Для большинства участников, включая самих рабов, торг был необычно сильным эмоциональным впечатлением, но не более того. Да, конечно, страсти разного рода, особенно страсть к обогащению, выплескивались наружу, и каждый человек до определенной степени, пусть безотчетно, участвовал в происходящей драме. Ибо судьба каждого раба, каждой рабыни была судьбою мужчины или женщины, и посему несла в себе зародыш трагедии. Даже некоторые торговцы смутно улавливали этот трагизм. Это доказывал их смех, добродушный и чуть нарочитый, из-за всякого мелкого комического эпизода: когда какой-нибудь толстяк оступался, влезая на камень, или черная гурия взвивалась от одобрительного шлепка. Они убеждали себя самих, что это смешно, что это невероятно забавно. "Вот, они смеются все вместе, - думал брат Франсуа, - смехом торговцев. Смотрите, мол, все продается в этом грустном, дурном, веселом мире, и "мы" извлекаем из шутки свой маленький профит. "Мы" - люди практичные, мы знаем, что мужчин и женщин можно менять на вещи. Смейтесь, братья, смейтесь! Ибо смех показывает, что мы, в конечном счете, славные люди. Кто лучше нас, когда мы вместе? Кто "нас" упрекнет? Разве мы не подчиняемся обычаю, а значит - року?

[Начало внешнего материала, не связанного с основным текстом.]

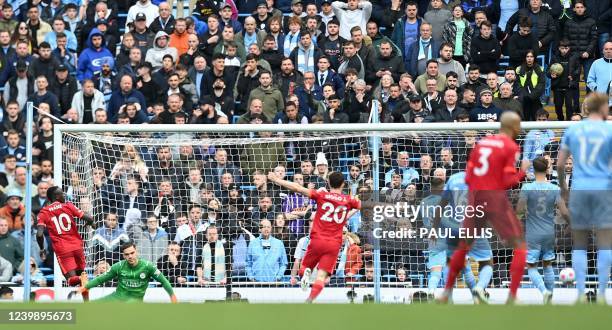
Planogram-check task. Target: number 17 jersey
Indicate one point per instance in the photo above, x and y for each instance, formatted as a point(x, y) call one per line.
point(331, 215)
point(63, 231)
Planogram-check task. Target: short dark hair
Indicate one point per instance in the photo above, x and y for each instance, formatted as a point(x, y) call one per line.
point(336, 180)
point(540, 165)
point(127, 245)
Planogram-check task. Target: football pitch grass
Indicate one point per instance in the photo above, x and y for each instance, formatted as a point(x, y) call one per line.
point(137, 316)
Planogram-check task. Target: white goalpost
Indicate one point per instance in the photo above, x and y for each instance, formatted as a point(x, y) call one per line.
point(178, 185)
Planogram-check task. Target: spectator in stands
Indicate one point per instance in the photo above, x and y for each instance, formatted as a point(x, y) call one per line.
point(108, 238)
point(485, 49)
point(141, 34)
point(122, 95)
point(432, 72)
point(388, 62)
point(6, 272)
point(92, 58)
point(44, 64)
point(159, 50)
point(171, 266)
point(599, 76)
point(450, 109)
point(565, 86)
point(446, 63)
point(266, 258)
point(438, 16)
point(546, 26)
point(506, 101)
point(153, 242)
point(59, 26)
point(351, 14)
point(142, 7)
point(486, 111)
point(37, 27)
point(270, 95)
point(458, 31)
point(64, 87)
point(532, 80)
point(403, 168)
point(289, 78)
point(165, 21)
point(523, 41)
point(421, 51)
point(86, 101)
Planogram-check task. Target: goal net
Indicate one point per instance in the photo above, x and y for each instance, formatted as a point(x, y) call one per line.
point(198, 204)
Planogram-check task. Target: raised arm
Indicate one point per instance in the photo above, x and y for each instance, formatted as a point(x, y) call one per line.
point(295, 187)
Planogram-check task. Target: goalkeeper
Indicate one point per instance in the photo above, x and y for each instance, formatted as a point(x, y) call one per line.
point(133, 275)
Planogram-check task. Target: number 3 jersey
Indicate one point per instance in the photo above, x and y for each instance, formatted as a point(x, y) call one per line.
point(492, 164)
point(63, 231)
point(331, 215)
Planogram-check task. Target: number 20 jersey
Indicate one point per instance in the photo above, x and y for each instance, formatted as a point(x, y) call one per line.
point(492, 164)
point(63, 231)
point(331, 215)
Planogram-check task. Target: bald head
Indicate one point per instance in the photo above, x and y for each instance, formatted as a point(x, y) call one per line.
point(510, 124)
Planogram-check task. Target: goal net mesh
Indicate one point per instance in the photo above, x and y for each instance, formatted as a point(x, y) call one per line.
point(175, 193)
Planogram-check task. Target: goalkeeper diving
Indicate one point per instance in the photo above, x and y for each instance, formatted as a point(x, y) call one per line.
point(132, 275)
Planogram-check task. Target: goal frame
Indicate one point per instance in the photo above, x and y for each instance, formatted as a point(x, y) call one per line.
point(370, 128)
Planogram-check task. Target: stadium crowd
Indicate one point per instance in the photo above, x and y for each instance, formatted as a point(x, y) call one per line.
point(202, 211)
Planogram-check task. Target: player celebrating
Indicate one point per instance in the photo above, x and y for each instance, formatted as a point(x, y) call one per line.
point(540, 199)
point(58, 218)
point(133, 276)
point(326, 235)
point(490, 172)
point(590, 144)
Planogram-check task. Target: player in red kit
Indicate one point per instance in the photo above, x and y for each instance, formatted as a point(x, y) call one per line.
point(58, 219)
point(491, 170)
point(333, 208)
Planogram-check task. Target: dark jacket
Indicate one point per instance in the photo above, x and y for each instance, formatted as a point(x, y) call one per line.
point(442, 114)
point(485, 53)
point(581, 31)
point(64, 91)
point(546, 25)
point(393, 63)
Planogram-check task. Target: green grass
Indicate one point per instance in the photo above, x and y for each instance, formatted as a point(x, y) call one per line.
point(116, 316)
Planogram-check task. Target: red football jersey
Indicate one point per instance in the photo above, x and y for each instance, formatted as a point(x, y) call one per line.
point(63, 231)
point(331, 215)
point(492, 164)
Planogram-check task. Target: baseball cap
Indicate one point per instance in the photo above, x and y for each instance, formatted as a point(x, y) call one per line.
point(485, 91)
point(21, 65)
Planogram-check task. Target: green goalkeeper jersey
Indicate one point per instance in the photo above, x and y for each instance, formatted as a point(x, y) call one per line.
point(132, 282)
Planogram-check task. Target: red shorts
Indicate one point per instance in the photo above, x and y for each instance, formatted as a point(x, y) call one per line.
point(321, 254)
point(71, 260)
point(497, 211)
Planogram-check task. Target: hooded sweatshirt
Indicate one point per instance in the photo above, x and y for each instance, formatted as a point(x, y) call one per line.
point(156, 54)
point(91, 59)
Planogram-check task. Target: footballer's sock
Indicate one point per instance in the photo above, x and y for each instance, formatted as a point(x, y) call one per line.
point(579, 263)
point(517, 268)
point(604, 261)
point(434, 280)
point(74, 280)
point(316, 289)
point(536, 278)
point(468, 276)
point(549, 278)
point(456, 265)
point(484, 276)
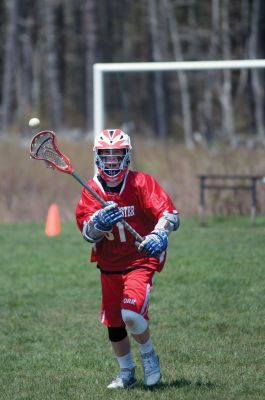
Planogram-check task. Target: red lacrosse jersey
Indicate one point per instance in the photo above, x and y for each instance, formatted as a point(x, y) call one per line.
point(143, 202)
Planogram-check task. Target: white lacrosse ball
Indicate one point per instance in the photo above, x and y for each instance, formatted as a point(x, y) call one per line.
point(34, 122)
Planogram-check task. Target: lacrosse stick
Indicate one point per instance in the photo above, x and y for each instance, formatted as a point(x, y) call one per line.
point(44, 147)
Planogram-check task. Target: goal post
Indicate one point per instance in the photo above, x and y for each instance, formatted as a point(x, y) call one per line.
point(100, 69)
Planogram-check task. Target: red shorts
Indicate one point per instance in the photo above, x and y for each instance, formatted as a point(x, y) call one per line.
point(129, 291)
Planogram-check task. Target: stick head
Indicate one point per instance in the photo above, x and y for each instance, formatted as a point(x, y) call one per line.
point(44, 147)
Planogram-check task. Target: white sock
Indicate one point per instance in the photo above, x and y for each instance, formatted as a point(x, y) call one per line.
point(126, 361)
point(147, 347)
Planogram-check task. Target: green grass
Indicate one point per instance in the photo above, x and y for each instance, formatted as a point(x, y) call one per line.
point(207, 316)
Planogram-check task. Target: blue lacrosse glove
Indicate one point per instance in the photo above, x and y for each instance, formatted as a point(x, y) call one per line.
point(154, 243)
point(108, 216)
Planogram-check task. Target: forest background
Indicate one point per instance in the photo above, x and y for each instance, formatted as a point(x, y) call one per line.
point(192, 122)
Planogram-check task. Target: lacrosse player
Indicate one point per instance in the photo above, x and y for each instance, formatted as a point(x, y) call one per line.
point(126, 267)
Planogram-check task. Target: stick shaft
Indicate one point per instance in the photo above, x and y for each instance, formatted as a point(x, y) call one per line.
point(104, 203)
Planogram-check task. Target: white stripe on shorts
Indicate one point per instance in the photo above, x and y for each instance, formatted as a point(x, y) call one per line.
point(146, 300)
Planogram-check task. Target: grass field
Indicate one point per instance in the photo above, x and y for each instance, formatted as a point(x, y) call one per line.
point(207, 316)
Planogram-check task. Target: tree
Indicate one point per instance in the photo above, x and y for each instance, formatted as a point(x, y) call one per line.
point(9, 64)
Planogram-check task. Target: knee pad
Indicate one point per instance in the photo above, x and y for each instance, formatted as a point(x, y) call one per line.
point(117, 334)
point(135, 322)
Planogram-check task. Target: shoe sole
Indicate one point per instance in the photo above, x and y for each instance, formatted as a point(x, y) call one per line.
point(125, 387)
point(154, 384)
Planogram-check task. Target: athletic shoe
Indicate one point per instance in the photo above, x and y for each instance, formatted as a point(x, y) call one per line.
point(125, 379)
point(152, 374)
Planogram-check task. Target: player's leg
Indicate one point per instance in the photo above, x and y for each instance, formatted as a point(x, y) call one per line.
point(138, 285)
point(112, 290)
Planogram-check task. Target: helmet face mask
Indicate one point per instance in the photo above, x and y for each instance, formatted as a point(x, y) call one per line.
point(112, 154)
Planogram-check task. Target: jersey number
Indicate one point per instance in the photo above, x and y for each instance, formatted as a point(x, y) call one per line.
point(121, 229)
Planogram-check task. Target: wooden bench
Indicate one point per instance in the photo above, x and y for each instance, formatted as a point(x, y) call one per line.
point(232, 182)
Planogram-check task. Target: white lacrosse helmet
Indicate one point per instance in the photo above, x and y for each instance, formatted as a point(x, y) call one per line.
point(114, 162)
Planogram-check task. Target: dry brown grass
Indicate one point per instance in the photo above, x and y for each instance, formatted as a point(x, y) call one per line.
point(27, 188)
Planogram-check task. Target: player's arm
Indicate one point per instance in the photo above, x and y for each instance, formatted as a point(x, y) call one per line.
point(101, 222)
point(157, 203)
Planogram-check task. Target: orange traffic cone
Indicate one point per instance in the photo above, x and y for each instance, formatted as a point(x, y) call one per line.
point(53, 224)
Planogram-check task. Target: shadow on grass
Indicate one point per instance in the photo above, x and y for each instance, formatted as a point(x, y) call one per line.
point(180, 383)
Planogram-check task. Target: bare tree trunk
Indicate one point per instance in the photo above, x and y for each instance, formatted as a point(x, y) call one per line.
point(182, 76)
point(226, 92)
point(52, 70)
point(24, 73)
point(90, 57)
point(160, 112)
point(9, 64)
point(206, 114)
point(256, 82)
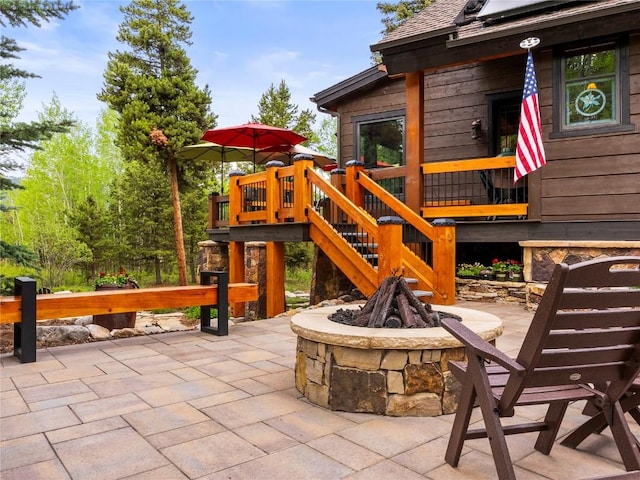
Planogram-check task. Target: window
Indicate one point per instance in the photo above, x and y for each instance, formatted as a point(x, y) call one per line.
point(593, 89)
point(380, 140)
point(590, 87)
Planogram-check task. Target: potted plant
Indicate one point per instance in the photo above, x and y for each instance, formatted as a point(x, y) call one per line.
point(487, 273)
point(500, 269)
point(469, 270)
point(115, 281)
point(514, 268)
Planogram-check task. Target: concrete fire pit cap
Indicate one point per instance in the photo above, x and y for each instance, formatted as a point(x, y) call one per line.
point(315, 325)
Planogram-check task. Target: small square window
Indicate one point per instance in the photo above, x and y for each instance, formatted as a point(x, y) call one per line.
point(381, 142)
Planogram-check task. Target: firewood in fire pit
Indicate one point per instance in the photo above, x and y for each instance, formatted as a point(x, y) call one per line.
point(392, 305)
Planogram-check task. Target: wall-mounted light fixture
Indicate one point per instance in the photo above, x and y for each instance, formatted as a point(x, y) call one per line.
point(475, 129)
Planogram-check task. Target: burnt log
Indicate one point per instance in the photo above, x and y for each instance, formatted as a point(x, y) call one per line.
point(383, 303)
point(416, 303)
point(406, 314)
point(393, 321)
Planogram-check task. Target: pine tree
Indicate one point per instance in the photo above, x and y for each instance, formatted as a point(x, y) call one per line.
point(395, 14)
point(17, 137)
point(275, 109)
point(152, 87)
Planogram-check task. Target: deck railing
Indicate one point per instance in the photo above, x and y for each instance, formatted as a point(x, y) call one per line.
point(479, 189)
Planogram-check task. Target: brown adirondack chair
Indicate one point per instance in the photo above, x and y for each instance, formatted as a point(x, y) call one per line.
point(585, 332)
point(597, 422)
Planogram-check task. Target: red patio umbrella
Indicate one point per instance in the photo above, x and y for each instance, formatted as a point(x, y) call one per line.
point(252, 135)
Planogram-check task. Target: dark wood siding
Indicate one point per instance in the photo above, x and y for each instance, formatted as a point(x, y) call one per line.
point(591, 177)
point(594, 177)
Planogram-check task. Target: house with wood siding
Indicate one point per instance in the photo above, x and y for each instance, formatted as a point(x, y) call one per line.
point(436, 122)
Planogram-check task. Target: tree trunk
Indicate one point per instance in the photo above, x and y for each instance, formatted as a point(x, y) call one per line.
point(177, 222)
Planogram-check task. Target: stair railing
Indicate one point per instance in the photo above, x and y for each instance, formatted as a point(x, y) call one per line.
point(433, 265)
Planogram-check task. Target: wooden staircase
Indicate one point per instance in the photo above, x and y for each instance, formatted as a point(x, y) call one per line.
point(368, 250)
point(365, 249)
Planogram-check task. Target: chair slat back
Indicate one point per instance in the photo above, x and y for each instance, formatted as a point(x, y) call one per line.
point(586, 329)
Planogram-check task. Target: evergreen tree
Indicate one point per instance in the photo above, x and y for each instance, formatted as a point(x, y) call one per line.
point(395, 14)
point(275, 109)
point(152, 87)
point(327, 137)
point(16, 137)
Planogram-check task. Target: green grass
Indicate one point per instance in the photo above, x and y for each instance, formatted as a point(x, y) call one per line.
point(297, 279)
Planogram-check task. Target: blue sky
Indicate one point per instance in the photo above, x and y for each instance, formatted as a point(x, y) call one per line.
point(239, 49)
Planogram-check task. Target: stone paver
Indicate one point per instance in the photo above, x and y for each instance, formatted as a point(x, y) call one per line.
point(188, 405)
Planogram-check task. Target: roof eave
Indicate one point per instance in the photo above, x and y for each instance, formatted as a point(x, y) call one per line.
point(557, 22)
point(364, 79)
point(380, 46)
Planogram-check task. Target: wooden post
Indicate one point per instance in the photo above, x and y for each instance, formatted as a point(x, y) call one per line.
point(276, 276)
point(236, 249)
point(337, 178)
point(302, 187)
point(414, 137)
point(354, 191)
point(444, 260)
point(273, 191)
point(389, 247)
point(275, 250)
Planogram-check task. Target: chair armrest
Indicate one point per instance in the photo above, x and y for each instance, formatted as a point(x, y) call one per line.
point(480, 347)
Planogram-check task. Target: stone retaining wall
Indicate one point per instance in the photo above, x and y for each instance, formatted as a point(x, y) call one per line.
point(476, 290)
point(541, 257)
point(382, 381)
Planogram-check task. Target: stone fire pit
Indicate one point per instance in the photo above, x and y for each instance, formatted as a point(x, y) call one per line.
point(387, 371)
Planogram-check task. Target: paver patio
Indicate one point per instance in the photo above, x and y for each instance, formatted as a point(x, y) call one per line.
point(189, 405)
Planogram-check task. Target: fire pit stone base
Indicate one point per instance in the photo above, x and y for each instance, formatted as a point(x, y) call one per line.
point(395, 372)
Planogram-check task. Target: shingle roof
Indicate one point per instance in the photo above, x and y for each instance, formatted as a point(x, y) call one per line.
point(429, 22)
point(439, 18)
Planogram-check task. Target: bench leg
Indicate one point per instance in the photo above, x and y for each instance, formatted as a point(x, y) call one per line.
point(223, 304)
point(24, 332)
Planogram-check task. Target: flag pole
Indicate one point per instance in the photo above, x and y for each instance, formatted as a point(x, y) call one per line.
point(530, 153)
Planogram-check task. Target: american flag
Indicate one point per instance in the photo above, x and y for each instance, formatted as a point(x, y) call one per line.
point(529, 149)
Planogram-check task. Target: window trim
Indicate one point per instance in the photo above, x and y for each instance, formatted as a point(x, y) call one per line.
point(493, 99)
point(622, 77)
point(377, 117)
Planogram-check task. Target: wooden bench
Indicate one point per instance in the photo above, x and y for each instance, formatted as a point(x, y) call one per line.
point(26, 308)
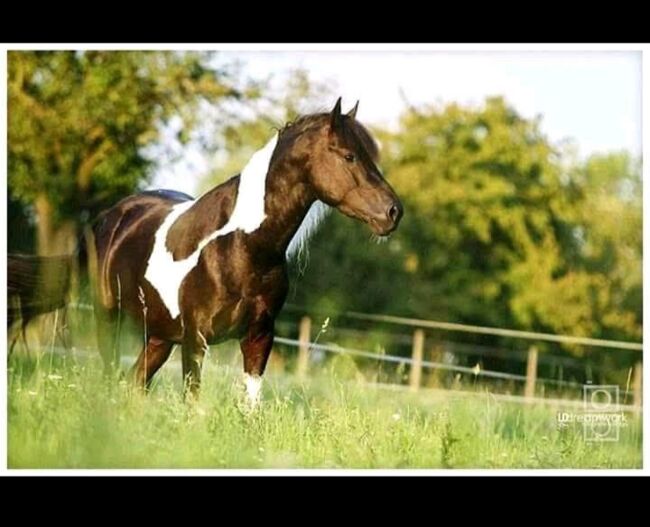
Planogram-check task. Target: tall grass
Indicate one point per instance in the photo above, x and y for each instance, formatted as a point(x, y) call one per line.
point(62, 413)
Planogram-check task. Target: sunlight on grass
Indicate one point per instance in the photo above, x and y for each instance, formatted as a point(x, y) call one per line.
point(63, 414)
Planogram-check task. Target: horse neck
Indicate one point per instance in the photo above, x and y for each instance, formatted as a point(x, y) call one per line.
point(287, 200)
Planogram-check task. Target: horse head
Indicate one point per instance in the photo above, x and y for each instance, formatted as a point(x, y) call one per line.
point(343, 173)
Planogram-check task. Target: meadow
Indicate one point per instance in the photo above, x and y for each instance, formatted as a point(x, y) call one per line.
point(62, 413)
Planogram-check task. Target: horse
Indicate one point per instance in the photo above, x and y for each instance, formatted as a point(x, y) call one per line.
point(196, 272)
point(36, 285)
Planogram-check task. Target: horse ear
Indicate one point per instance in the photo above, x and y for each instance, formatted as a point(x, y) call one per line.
point(335, 116)
point(353, 113)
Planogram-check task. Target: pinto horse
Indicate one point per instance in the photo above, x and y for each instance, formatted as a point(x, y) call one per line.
point(198, 272)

...Как объяснить мой замысел тем, кто меняет людей на вещи и говорит: это правильно, потому что выгодно? Однако даже дикари-торговцы смутно чувствуют: что-то здесь не так. Они смеются, чтобы восстановить утраченное равновесие души. Неужели мне не к кому воззвать? Тот молодой человек с каменным лицом - Антони?" - вот что думал, обливаясь потом на скамеечке, брат Франсуа.

Сперва Антони тоже улыбался; выдавливал из себя улыбку. Но больше не мог. Сейчас черты его выражали то, что он желал бы испытывать - полнейшее отсутствие чувств. В конечном счете, ему не нужно было добро, которое приносила торговля. Он говорил себе, что стремится лишь к образу жизни, который торговля обеспечивает. Что-то в этом было. Многое - убеждал он себя, но не все - он знал. Иначе не пришлось бы себя убеждать. Даже образ жизни всего лишь действия. Действия, а не их результат - вот его прибыль. Может быть, главное - сознание власти? Да, власть мужская тайна, глубже женской любви, дружбы - или Бога. Женщины всегда любопытствуют разгадать эту тайну; это то, чего они желали бы достичь и что утрачивают в процессе достижения. Власть нужна сама по себе, а не ради того, что она дает. Власть, решил Антони, он не продаст ни за что на свете, но будет продавать что угодно, даже людей, ради нее. Это и значит "делать дела". Так будем их делать! Он отождествит себя с властью, которая действует - всегда и повсюду. Он станет человеком этого типа. Иметь - лишь средство, чтобы действовать.